Hierarchical Local Temporal Feature Enhancing for Transformer-Based 3D Human Pose Estimation

Xin Yan, Chi-Man Pun, Haolun Li, Mengqi Liu, Hao Gao

Published: 2024, Last Modified: 10 Apr 2025ICME 2024EveryoneRevisionsBibTeXCC BY-SA 4.0

Abstract: Recent advancements in transformer-based methods have yielded substantial success in 2D-to-3D human pose estimation. Transformer-based estimators have their inherent advantages like global receptive field. Nevertheless, existing transformer approaches ignore the differences among local contexts, resulting in insufficient learning of local information. To address this issue, we introduce non-uniform graph convolution to extract spatial local relationships in skeletons, remedying the limitations of traditional transformers in learning human body topology effectively.

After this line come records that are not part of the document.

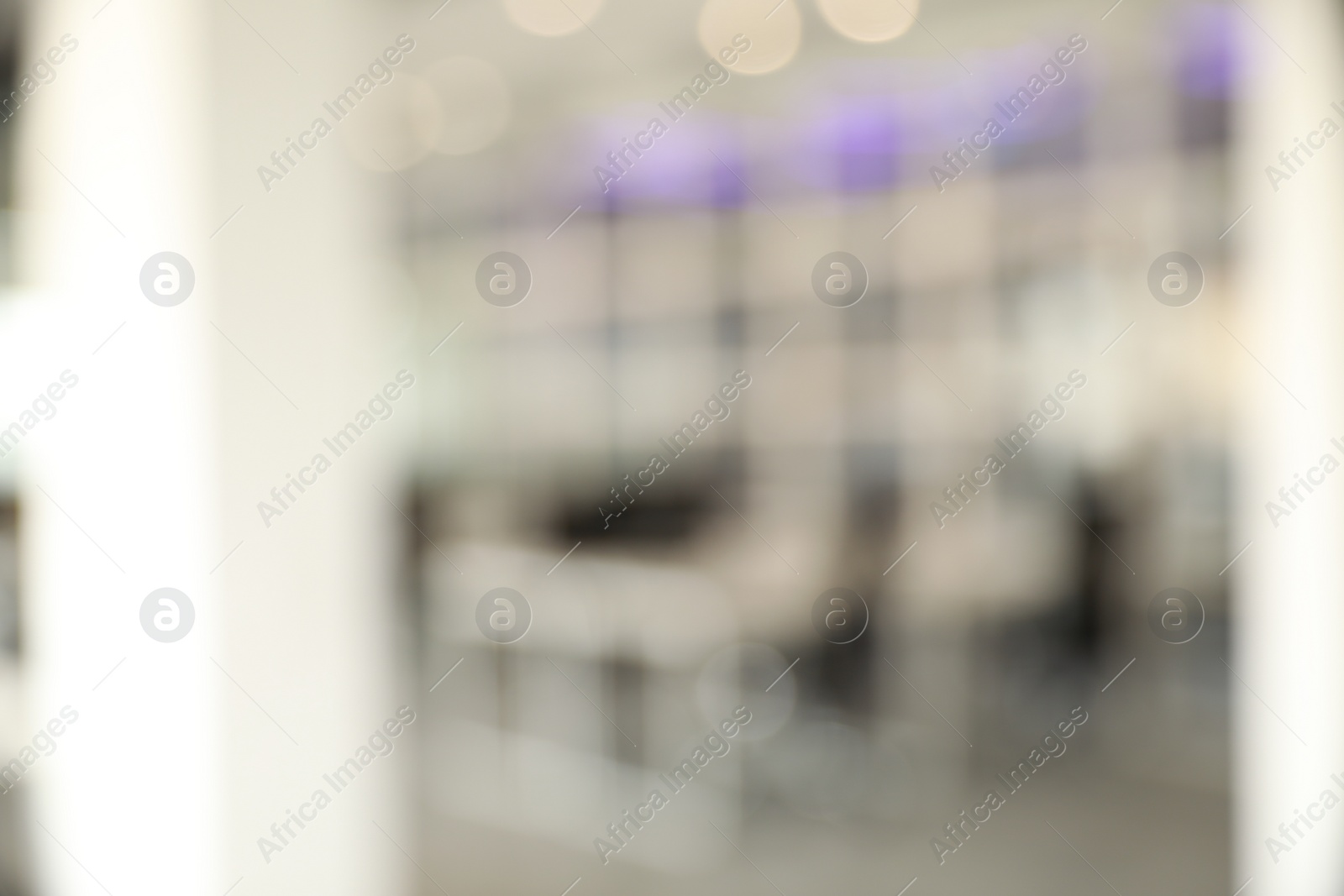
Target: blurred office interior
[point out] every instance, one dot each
(507, 459)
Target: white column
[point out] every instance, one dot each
(1289, 587)
(147, 141)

Additionally, our proposed Hierarchical Local Temporal Network (HLTN) models local temporal associations across three hierarchical levels: joints, body-parts and poses, effectively addressing the constraint of traditional transformers in learning localized human movements. We connect these two modules in parallel with the spatial and temporal transformer to obtain better features of skeleton sequences. Compared with the latest methods, our method achieves state-of-the-art performance on multiple datasets.